Esther grabbed a hold of the drive, noticing how the skin of Mira’s neck around the drive had healed completely by now, though this didn’t change the fact that Mira’s hands were covered in synthetic blood. Pulling against the newly-formed skin, Esther yanked the device out of Mira’s body, examining it to see that it looked identical to the very same drives Esther found in the passageways with Toni. She knew immediately that this was going to be something she needed to hold on to.

Stealing a look back at Mira, Esther put the drive in her pocket. She stood on her knees as she examined to see any signs of life – and received a sign when Mira blinked. In another second, some dim light radiated from her irises, only to fade away just as quickly, at which point she proceeded to start setting herself upright, looking here and there before landing her eyes on Esther – as if she couldn’t immediately tell where Esther was.
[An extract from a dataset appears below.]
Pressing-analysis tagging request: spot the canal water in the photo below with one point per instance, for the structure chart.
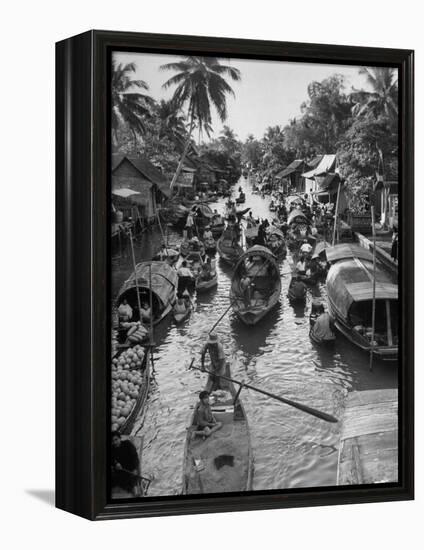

“Can you hear me?” Esther said.

Rather than respond, Mira stared in silence, blinking occasionally as Esther attempted to get an answer out of her. Perhaps out of desperation, Esther tried waving a hand at Mira.

Mira’s eyes widened, as if bewildered – as if she had never seen a human hand before. Speaking no words, she pulled out her own hand, looked down at it, paused, then grabbed a hold of Esther’s, intertwining her fingers as she did so.

Both women were silent for completely different reasons – and Mira’s reason made no sense to Esther. “What are you trying to do?” she asked.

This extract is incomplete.